Entah berapa kilo kutempuh dengan berjalan kaki dari perpustakaan berurut galeri. Saat hendak ke galeri inilah kubertemu lukisan itu di warung. Setelah makan, kakiku melangkah memasuki gedung pameran yang sedang dibuka. Ternyata, tiap waktu pameran yang tersedia akan berganti. Maklum, baru pertama jadi belum tau banyak hal tentang ini.
Saat di dalam, tak banyak orang yang kutemui. Bahkan nyaris sejauh mata memandang tidak ada, hanya ada penjaga registrasi di pintu. Lantas dengan kesunyian itu, kusaksikan dengan seksama tiap hal yang ada di dalam gedung.
Pertama, sebuah maket rumah kayu yang digotong berpindah oleh banyak orang. Mengingatkan bahwa orang pada dulu yang ternyata memiliki nilai gotong royong sangat besar. Bahkan rumah yang boleh dikata berat, milik seseorang digotong bersama.

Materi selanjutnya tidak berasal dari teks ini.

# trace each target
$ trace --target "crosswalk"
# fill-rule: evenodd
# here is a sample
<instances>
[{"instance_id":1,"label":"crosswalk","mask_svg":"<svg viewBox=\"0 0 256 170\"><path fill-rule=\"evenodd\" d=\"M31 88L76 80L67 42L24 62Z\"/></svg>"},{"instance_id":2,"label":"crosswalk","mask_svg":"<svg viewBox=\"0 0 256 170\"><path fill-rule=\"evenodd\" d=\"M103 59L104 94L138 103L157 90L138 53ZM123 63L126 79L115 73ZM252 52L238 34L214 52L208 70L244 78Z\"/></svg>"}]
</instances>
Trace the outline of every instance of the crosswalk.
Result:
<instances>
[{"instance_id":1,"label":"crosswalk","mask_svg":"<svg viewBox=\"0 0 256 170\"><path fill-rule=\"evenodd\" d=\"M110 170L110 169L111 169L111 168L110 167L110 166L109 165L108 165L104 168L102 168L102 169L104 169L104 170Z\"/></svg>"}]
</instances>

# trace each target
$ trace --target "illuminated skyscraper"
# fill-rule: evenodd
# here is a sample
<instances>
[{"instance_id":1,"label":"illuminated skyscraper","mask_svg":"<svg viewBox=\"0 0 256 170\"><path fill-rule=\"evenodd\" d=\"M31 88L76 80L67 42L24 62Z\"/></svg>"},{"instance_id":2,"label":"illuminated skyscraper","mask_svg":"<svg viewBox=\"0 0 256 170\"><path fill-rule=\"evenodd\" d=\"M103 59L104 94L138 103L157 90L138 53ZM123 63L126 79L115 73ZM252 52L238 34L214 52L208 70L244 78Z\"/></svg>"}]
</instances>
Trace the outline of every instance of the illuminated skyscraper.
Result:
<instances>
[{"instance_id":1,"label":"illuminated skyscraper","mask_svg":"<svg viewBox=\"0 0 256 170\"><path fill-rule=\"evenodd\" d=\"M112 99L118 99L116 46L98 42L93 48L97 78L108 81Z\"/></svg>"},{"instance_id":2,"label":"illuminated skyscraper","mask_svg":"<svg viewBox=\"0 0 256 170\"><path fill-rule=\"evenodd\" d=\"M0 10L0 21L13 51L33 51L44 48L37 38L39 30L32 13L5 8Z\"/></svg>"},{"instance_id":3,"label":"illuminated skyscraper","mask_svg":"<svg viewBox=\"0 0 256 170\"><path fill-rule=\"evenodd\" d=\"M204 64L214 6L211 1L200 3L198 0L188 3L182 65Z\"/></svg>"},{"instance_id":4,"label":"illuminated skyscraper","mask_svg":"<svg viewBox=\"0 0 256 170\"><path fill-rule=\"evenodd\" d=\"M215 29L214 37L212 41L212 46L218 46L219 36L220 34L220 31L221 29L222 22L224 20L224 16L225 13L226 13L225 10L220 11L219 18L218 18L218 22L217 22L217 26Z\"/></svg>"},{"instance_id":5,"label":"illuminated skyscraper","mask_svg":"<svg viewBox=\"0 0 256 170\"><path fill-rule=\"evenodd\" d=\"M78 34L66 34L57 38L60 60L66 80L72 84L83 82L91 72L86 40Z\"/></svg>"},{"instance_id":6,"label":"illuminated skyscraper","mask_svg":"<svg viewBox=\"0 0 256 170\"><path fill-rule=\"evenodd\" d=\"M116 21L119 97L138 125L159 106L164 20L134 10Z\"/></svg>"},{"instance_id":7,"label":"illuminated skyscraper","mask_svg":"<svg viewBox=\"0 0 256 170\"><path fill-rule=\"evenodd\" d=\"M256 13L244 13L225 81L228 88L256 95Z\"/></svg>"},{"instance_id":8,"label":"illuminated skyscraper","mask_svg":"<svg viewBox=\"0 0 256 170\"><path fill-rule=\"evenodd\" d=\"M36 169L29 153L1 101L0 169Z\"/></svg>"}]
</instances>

Kedua, sebuah kolase yang ditempel satunya koran-koran lama, satunya lagi cuplikan video. Koran itu ditempel berada pada tembok putih, cuplikannya pada tembok hitam. Sontak juga kuberpikir, bahwa jelas tiap individu memiliki keunikan dan rasa kegemaran yang berbeda.
Ketiga, potret beberapa anak-anak yang terdampak konflik, serasa bisa menyaksikan seberapa keras mereka berusaha untuk tersenyum setiap harinya.
Begitu selanjutnya, hal sederhana jika kuperhatikan secara detail memiliki makna yang tersirat. Entah itu makna dari interpretasi diri sendiri atau makna yang memang ingin disampaikan oleh seniman yang membuatnya.
Sejak saat itu, saya secara sontak mendeklarasikan diri sebagai penikmat seni. Setiap pameran yang bisa kujangkau akan kudatangi. Pameran apapun itu.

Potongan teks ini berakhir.